Outdoormesser im Test: Batoning mit dem Extrema Ratio Selvans

Es wurde einmal wieder Zeit für Anmachholz, und so habe ich heute das Extrema Ratio Selvans zum Batoning herangezogen. Gleich vorweg: das Messer spielt hier ganz weit vorne mit, wenn nicht sogar auf Platz 1. Eines der besten Messer, welches ich jemals in den Händen hatte.
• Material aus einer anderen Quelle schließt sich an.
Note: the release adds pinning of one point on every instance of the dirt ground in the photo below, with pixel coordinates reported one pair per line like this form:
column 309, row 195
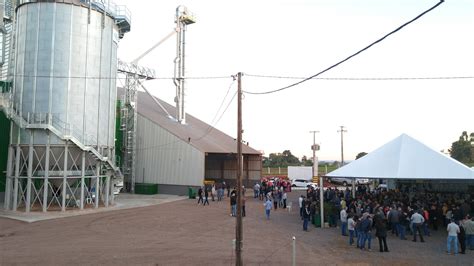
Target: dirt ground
column 183, row 233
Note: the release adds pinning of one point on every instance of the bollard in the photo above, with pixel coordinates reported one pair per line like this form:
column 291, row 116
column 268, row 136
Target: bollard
column 294, row 252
Das Extrema Ratio Selvans ist vor allem auf harte Arbeiten ausgelegt. Die breite und sehr starke Klinge ist natürlich auch für das Spalten von Holz prädestiniert. Etwa 150 Mal habe ich das Messer mit einem Schlagholz auf den Klingenrücken in knochentrockenes Buchenholz getrieben. Besonders die ersten Schläge in die noch starken und sehr großen Buchenholzscheite waren sicher keine einfache Aufgabe. Ein Buchenstück war zudem noch sehr astig.
So sah das Messer nach verrichteter Arbeit aus ( Scheide ohne Vortasche und Beingurt) :

Die Beschichtung hat natürlich etwas gelitten – alles andere wäre auch absolut unmöglich. Nach dem Reinigen sieht das Ganze aber noch besser aus. Die Beschichtung ist außerordentlich stark, abriebfest und noch immer vorhanden. Die Klinge aus Böhler N690 Stahl selbst zeigt keinen noch so kleinsten Ausbruch und bietet sogar noch einen feinen Papierschnitt.

Ein wenig Unwohl ist einem schon, wenn man auf den Klingenrücken des Selvans schlägt, denn der stark verjüngte Bereich für einen Feuerstahl ist wirklich nicht sehr kräftig. Der erste Eindruck: da sind Macken – aber weit gefehlt, die hellen Stellen sind lediglich Rückstände vom Schlagholz. Nicht einmal die Beschichtung hat gelitten.


Das Extrema Ratio Selvans ist sicher kein Schnäppchenangebot, aber das Messer ist sein Geld auf jeden Fall wert. Wer einen vielseitigen und „harten Burschen“ sucht, der wird hier fündig und sicher niemals enttäuscht. Daneben lassen sich mit dem Messer natürlich auch feinere Aufgaben erledigen. Der erstklassige Klingenstahl und die fantastische Schnitthaltigkeit machen es möglich.